On the other hand, message-passing scheme is defined in equation 1. It can be transformed into code snippets such as:

sum(w -> message(h[:v], h[w], e[:v, w]), neighbors(:v))

The generalized sparse matrix multiplication approach restricts the message function to be either of add/sub/mul/div, such as F.u_mul_e_sum is equivalent to:

sum(w -> h[w] * e[:v, w], neighbors(:v))

However, message is, generally, a function. It can be a operator or even a neural network. And currently we do have EdgeConv layer which accepts a neural network as message function in GeometricFlux. Thus, this cannot fit-in the generalized sparse matrix multiplication approach.

Secondly, the aggregate function can not only be sum/max/min/mean, but also be concatenate.
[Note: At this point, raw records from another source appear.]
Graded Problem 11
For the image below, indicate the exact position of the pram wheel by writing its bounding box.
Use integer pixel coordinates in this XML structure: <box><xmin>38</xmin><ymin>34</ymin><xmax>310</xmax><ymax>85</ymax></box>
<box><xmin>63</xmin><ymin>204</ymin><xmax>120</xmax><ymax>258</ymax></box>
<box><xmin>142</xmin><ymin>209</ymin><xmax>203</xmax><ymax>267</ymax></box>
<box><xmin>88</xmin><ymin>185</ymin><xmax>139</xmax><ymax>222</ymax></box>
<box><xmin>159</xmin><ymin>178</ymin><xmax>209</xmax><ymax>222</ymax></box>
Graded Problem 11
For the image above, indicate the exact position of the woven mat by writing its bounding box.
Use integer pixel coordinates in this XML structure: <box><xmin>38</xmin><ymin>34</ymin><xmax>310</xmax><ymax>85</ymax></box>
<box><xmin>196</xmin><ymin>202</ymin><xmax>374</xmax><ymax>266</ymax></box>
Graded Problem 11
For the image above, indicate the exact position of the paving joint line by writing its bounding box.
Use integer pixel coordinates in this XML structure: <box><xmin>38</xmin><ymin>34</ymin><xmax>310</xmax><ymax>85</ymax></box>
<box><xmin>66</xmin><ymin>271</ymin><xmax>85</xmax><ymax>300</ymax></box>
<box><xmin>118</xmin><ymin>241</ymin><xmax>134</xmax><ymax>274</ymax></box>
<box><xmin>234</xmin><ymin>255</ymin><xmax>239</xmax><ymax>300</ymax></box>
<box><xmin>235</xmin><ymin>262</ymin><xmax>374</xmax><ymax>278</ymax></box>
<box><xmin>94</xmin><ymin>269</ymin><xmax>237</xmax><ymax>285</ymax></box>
A semiring requires aggregate function to be commutative, while concatenate is not commutative. vcat(x, y) != vcat(y, x) This is required in GATConv layer in GeometricFlux.

Overall, there are two-fold reason I cannot take generalized sparse matrix multiplication approach as an option for message-passing scheme. I don't omit the possibility of generalized sparse matrix multiplication approach, but, in reality, it only support some of operations.

yuehhua commented 3 years ago

Close this due to merge of yuehhua/GraphSignals.jl#54.